Method for Assessing Stability of Roadway Surrounding Rock Based on Numerical Simulation and Deep Learning

This application claims priority to Chinese Patent Application No. 202410512693.6, filed on Apr. 26, 2024, which is herein incorporated by reference in its entirety.

The disclosure relates to the field of safety prediction and evaluation technologies for mining roadway surrounding rock, and more particularly to a method for assessing stability of the roadway surrounding rock based on numerical simulation and deep learning.

With the increase in mining depth and the deterioration of resource conditions in coal mines in China, safety accidents caused by instability of roadway surrounding rock have become increasingly serious. The stability assessment of the roadway surrounding rock is a crucial aspect in mine safety production. The purpose of the stability assessment is to timely identify potential risks of the instability of the roadway surrounding rock and take corresponding preventive measures promptly, so as to avoid or reduce the occurrence of safety accidents. However, there are still some problems with the stability assessment of the roadway surrounding rock. At present, most assessment methods are based on empirical formulas and theoretical calculations, while these methods often fail to comprehensively consider the complexity and variability of the roadway surrounding rock. For example, factors such as the lithology, structure, stress state, and groundwater conditions of the roadway surrounding rock may affect its stability, and these factors are often difficult to accurately quantify and consider in practical assessment. At the same time, since theoretical models are often overly simplified, current theoretical research results are often difficult to be directly applied to actual engineering, thus failing to fully reflect complex situations in the actual engineering. Moreover, for the stability assessment of the roadway surrounding rock in rockburst-prone mines, the relevant theoretical research on support against rockburst and pressure relief measures still lags behind engineering practice.

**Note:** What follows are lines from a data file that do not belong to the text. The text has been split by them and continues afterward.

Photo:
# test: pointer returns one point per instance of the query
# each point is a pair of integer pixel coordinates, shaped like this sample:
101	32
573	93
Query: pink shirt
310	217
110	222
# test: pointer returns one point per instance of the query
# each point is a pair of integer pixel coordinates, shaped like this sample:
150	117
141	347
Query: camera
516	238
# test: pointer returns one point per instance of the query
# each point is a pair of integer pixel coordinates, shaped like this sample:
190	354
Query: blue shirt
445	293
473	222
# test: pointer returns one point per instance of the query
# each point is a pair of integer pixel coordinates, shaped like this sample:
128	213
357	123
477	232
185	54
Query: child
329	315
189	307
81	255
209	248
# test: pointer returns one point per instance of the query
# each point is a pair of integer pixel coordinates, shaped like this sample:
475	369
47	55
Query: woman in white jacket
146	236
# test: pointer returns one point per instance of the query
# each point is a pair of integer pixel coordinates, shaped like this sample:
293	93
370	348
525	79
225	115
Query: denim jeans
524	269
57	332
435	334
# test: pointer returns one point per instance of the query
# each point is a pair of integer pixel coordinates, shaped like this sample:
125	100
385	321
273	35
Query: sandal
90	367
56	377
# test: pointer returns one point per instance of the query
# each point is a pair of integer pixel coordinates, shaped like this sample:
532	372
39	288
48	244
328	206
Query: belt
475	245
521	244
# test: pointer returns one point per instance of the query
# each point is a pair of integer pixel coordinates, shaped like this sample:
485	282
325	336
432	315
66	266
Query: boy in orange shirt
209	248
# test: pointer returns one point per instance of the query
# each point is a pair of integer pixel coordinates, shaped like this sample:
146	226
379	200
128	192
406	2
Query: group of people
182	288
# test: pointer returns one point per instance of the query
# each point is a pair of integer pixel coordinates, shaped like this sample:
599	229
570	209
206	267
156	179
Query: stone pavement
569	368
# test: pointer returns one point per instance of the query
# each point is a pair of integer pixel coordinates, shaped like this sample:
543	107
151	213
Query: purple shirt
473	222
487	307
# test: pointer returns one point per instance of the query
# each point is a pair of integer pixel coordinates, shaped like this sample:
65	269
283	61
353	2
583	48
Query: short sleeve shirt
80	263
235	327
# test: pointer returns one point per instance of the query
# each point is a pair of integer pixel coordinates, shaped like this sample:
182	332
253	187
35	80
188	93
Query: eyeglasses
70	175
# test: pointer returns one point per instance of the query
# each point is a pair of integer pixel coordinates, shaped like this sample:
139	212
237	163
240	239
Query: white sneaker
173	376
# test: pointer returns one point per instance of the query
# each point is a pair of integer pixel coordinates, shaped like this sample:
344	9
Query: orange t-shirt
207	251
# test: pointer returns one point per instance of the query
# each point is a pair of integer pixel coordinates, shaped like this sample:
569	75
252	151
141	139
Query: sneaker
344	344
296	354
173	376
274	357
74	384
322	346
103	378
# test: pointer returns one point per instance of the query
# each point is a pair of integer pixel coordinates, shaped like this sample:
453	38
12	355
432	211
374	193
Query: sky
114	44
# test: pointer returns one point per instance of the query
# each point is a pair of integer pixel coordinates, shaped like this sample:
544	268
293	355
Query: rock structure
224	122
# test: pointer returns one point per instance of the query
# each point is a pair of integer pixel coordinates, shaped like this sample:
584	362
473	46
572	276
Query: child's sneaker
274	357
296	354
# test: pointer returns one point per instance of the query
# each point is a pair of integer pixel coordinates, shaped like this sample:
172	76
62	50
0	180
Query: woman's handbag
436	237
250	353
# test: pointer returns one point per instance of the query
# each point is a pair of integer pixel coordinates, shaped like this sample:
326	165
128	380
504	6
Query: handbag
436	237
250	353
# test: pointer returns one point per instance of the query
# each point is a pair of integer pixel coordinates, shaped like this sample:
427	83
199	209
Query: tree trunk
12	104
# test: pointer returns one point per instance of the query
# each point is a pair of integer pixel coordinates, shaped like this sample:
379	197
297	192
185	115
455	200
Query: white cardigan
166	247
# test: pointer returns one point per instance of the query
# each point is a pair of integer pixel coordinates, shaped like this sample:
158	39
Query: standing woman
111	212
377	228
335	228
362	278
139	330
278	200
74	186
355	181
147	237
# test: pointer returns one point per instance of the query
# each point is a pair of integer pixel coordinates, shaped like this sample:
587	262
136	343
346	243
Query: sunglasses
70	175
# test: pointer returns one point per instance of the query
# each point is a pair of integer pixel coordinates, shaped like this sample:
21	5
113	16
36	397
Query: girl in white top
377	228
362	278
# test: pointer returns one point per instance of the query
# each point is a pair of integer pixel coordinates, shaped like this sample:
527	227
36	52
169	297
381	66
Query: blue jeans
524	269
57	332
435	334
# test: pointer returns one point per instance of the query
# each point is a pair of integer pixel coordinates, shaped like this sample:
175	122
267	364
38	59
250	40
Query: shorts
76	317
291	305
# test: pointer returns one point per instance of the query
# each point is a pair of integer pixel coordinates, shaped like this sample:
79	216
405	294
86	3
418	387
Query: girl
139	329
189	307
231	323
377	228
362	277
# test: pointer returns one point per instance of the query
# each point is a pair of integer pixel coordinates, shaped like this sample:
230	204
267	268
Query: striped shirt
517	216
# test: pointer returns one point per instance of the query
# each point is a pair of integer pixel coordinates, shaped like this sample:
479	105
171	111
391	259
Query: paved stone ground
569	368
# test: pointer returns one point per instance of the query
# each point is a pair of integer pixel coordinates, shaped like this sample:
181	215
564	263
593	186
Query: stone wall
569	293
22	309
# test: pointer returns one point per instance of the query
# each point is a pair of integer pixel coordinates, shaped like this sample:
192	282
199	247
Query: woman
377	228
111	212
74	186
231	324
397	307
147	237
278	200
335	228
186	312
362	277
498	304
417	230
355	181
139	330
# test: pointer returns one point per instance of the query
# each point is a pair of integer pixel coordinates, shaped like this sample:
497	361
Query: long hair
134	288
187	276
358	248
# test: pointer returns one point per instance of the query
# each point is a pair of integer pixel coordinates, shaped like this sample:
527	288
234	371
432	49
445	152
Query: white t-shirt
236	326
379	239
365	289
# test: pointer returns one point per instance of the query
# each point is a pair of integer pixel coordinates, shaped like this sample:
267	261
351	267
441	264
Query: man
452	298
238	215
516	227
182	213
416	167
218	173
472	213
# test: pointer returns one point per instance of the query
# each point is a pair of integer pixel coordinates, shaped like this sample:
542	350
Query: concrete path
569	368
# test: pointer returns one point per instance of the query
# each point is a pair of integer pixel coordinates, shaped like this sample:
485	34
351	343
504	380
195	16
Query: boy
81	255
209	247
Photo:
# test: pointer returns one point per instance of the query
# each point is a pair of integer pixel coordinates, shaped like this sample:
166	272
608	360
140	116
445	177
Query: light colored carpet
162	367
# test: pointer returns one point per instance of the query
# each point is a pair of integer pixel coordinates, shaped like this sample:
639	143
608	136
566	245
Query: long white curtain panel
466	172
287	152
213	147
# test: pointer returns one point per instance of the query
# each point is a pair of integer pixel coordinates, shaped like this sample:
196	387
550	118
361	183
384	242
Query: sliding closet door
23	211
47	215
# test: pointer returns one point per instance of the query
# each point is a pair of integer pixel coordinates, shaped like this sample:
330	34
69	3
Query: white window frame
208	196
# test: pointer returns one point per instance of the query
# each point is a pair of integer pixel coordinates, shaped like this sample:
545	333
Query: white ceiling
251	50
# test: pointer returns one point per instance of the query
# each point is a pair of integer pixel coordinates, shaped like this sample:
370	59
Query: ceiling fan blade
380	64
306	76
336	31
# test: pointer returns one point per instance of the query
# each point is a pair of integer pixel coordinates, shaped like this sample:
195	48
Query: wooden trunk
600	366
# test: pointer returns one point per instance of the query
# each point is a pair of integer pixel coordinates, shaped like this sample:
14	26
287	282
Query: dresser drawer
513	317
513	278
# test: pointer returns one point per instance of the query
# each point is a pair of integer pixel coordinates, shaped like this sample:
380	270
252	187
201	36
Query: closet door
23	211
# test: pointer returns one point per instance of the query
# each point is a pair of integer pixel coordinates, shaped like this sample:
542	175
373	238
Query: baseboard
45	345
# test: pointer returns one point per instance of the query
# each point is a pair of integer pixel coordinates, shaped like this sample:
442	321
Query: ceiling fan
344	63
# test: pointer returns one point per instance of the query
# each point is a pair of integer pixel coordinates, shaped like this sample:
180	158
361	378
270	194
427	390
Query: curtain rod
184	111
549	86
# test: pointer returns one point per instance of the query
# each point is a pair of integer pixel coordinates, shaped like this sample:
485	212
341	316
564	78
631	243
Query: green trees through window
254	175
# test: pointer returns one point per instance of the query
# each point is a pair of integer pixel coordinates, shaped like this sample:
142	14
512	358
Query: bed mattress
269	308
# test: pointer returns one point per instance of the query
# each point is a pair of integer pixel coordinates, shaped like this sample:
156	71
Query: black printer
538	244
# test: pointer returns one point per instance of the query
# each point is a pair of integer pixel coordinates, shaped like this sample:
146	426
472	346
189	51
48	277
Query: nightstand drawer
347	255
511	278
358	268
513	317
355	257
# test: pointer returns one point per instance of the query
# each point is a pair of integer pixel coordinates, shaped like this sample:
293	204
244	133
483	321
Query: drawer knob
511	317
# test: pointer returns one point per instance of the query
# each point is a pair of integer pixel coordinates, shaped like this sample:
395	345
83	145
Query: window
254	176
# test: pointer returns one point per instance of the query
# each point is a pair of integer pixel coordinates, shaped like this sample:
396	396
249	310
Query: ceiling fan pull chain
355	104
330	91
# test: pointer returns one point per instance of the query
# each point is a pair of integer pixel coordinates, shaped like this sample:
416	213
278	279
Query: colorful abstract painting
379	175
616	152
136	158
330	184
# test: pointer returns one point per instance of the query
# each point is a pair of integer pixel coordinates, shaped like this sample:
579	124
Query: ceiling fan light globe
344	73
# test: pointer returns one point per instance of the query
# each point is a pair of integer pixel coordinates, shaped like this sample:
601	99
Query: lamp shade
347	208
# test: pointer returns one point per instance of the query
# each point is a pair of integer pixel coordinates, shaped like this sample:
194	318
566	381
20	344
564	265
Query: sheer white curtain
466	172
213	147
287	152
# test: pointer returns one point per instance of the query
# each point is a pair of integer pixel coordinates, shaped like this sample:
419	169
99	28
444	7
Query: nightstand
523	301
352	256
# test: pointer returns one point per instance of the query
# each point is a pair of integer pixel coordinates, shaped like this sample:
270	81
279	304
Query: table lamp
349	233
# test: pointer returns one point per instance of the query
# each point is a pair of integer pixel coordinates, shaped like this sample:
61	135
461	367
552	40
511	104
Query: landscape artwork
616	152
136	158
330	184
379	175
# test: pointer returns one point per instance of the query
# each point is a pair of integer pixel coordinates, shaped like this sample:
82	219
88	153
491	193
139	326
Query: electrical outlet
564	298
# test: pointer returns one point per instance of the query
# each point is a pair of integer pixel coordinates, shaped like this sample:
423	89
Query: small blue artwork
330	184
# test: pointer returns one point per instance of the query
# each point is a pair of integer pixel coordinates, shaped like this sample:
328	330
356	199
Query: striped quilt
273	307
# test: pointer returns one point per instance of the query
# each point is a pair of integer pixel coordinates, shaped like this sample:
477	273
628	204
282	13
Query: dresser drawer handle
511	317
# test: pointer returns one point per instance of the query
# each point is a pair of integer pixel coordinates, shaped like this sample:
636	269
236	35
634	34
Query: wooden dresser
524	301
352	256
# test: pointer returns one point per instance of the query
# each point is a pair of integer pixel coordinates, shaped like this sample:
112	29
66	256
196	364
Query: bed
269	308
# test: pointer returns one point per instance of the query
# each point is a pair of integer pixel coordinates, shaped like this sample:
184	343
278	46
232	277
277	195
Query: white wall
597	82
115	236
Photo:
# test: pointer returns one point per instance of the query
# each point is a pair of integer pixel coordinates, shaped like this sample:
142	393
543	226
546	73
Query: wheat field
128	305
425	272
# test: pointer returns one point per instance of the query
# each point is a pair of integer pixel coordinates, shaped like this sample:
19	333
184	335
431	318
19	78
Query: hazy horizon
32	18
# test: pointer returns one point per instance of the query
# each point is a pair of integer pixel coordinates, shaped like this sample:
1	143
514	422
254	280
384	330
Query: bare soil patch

Therefore, there is an urgent need to develop a method that can accurately and quickly assess the stability of roadways to effectively ensure the safe production of mines.

In response to above problems in the related art, the disclosure provides a method for assessing stability of roadway surrounding rock based on numerical simulation and deep learning. The method is highly flexible and widely applicable, and enables rapid and accurate assessment of the stability of the roadway surrounding rock under the same geological conditions with different dynamic loads, support and pressure-relief measures. Moreover, the method can be adjusted and optimized according to actual circumstances.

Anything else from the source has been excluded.